150 years of Napa Valley
Napa just like Sonoma was established much later than its southern Californian neighbours. George Yount, founder of the Yountville a town now in Napa city was the first to plant commercial vineyards in late 1830s, It was only after the independence of California from Mexico in 1850 and the Gold Rush during the same period that saw San Francisco’s population surge from a meager 200 in 1846 to 36000 by 1852 thus bringing in wine know-how. The first renaissance came when the vintners got Vitis vinifera vines in the 1860s, until then they were mission vines used by missionaries to make wine for the church. Charles Krug opened the first commercial winery in 1861; the same was bought by the Mondavi family in 1943. The rail connection then helped Napa ship wines out to Francisco and help get tourists to Napa. You must have heard of Napa Valley wine train as a must do when in Napa!! The industry prospered and evolved. Gustave Niebaum a wealthy Finnish trader in 1879 opened Inglenook a French Chateau style winery and was the first to sell wine in bottles. Inglenook wines attracted global attention and put Napa on the global map for the first time. The same era Crabb planted 400 grape varieties in the famous To Kalon (means ‘the beautiful’ in Greek) vineyards, today parts of the same are owned by Robert Mondavi winery, Opus One and a wine grower Andy Beckstoffer.
Phylloxera, Earthquake, the Volstead act, the great depression, world war …..
First phylloxera decimated Napa completely by the 1890s and any hope of recovery was only thrashed by the San Francisco earthquake which destroyed 30 Mn gallons of wine and then the Volstead act eased the last nail in the coffin , brought in the American prohibition which lasted till 1933. The convalescence was during depression and then the world war kept Napa bed-ridden. During this time some wine cos continued the show some with Wine Bricks during prohibition and some by pioneering initiatives post repeal. Mondavi, George Latour of Beaulieu vineyards and John Daniel of Inglenook led the pack as they formed the Napa Valley association in 1944.

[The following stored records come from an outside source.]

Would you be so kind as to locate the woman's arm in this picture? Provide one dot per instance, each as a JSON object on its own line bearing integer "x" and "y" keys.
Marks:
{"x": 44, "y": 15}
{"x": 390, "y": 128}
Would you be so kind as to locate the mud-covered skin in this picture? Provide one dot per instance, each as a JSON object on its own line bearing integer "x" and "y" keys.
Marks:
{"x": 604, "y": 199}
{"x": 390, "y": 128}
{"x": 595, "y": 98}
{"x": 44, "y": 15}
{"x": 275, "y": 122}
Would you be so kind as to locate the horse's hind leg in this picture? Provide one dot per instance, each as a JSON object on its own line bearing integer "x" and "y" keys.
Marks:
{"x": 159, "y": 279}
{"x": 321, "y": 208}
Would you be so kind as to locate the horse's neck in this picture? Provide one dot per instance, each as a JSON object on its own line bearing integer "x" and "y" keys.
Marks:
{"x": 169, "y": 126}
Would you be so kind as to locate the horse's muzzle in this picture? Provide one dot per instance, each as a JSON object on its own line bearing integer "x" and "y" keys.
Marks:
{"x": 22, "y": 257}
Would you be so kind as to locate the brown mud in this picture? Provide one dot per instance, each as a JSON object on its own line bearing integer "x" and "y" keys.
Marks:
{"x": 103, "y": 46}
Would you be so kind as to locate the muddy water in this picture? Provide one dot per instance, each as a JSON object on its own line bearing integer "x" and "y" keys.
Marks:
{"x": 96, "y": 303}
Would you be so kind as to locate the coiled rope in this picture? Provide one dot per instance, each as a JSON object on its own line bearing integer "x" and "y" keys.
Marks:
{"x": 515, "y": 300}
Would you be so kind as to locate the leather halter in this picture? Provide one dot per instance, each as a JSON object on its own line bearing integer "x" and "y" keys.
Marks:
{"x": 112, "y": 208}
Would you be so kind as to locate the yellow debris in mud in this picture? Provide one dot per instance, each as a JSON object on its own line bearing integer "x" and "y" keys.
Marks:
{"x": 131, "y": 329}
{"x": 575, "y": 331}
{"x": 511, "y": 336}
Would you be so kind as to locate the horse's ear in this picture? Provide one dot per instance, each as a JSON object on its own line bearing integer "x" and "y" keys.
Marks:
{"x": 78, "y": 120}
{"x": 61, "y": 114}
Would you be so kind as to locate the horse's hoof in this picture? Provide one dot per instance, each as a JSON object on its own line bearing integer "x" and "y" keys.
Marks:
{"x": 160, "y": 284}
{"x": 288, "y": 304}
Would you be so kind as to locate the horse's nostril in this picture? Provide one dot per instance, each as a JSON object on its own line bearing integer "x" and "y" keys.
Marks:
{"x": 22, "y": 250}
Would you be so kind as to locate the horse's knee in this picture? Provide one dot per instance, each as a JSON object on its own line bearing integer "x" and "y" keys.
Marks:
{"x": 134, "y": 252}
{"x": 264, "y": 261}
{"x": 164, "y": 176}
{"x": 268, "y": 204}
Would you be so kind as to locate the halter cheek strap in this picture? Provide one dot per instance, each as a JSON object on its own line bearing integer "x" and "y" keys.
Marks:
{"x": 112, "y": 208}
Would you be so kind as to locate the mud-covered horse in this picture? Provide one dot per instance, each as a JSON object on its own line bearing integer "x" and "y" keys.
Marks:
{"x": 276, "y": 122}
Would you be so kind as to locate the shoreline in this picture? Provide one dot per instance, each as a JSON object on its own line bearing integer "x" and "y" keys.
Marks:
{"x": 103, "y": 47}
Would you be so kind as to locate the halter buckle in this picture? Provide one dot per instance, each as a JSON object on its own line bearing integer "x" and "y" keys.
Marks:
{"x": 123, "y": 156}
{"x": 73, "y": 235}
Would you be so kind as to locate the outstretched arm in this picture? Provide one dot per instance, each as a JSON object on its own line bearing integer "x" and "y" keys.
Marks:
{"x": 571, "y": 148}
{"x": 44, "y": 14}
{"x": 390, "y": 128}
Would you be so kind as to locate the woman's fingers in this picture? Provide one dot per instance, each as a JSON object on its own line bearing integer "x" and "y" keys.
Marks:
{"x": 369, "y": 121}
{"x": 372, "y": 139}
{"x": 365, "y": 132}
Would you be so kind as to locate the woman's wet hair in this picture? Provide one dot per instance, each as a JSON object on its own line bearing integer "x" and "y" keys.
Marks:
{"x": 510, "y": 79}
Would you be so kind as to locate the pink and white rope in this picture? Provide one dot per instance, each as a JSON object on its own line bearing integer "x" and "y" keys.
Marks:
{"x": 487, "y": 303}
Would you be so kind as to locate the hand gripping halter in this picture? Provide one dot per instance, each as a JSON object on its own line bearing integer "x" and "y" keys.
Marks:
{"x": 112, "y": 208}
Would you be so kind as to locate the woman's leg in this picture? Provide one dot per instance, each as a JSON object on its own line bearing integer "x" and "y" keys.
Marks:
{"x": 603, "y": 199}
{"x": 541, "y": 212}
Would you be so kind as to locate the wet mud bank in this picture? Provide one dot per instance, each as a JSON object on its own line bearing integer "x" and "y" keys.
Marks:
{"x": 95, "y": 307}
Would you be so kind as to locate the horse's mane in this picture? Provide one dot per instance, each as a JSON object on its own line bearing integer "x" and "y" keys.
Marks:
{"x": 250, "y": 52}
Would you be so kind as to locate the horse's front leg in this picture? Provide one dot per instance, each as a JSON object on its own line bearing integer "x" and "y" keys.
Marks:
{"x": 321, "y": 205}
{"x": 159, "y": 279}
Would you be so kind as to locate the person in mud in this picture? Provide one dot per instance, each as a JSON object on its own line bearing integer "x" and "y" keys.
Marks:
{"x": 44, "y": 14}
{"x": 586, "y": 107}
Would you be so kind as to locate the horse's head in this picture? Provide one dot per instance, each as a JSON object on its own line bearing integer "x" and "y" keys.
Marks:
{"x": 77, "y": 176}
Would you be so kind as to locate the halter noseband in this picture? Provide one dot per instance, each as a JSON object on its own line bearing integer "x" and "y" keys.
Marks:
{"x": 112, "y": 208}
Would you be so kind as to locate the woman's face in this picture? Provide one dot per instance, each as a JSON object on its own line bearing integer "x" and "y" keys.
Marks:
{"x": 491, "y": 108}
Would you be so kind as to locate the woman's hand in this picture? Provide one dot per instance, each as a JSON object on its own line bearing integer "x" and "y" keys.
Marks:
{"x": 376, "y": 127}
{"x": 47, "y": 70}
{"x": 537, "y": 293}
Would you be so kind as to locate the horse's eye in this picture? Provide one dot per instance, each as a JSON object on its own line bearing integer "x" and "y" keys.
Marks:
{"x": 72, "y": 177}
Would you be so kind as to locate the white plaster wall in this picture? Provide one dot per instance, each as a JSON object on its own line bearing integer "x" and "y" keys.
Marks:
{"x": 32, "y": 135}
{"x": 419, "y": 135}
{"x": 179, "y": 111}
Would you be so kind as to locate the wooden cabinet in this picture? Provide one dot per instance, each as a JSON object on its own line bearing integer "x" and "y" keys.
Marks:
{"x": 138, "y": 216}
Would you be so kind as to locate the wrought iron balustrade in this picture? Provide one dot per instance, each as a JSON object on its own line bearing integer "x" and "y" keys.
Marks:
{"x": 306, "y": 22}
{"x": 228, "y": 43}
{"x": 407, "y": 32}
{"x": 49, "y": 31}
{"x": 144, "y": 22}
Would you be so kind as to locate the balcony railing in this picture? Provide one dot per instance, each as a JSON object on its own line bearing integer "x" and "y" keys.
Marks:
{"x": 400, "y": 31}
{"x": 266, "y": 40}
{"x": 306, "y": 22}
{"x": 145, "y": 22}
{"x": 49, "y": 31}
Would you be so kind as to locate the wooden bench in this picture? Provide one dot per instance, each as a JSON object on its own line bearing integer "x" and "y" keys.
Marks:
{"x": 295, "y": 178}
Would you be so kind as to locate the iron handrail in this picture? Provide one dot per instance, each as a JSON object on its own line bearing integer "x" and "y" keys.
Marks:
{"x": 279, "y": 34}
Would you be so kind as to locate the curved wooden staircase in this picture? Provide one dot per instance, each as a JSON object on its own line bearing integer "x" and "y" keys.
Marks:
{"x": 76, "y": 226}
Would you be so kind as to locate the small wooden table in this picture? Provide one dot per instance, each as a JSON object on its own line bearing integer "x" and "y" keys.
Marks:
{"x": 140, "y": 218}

Mondavi, Judgment of Paris ……
In 1965 Robert Mondavi moved away from the family biz to start his own the Robert Mondavi winery in Oakville and ever since he made attention grabbing wines and moreover his marketing techniques, his cellar door hospitality etc made Mondavi the face of California. It only took the aforementioned tasting in Paris also made into a movie, the Bottle Shock to drive home the point for Napa. There has been no looking back for Napa ever since as they stand at over 500 wineries most of which are family owned and producing fewer than 10000 cases per annum.
Napa is an hour’s drive up north from San Francisco and if you are an oenophile then you better not miss it and the other way of looking at it as American political commentator and comedian Bill Maher puts it ‘New Rule: The Napa Valley is Disneyland for alcoholics. Be honest, you're not visiting wineries in four days because you're an oenophile, you're doing it because you're a drunk. It's the only place in America where you can pass out in a stranger's house and it's okay, because it's a B&B and you paid for it.’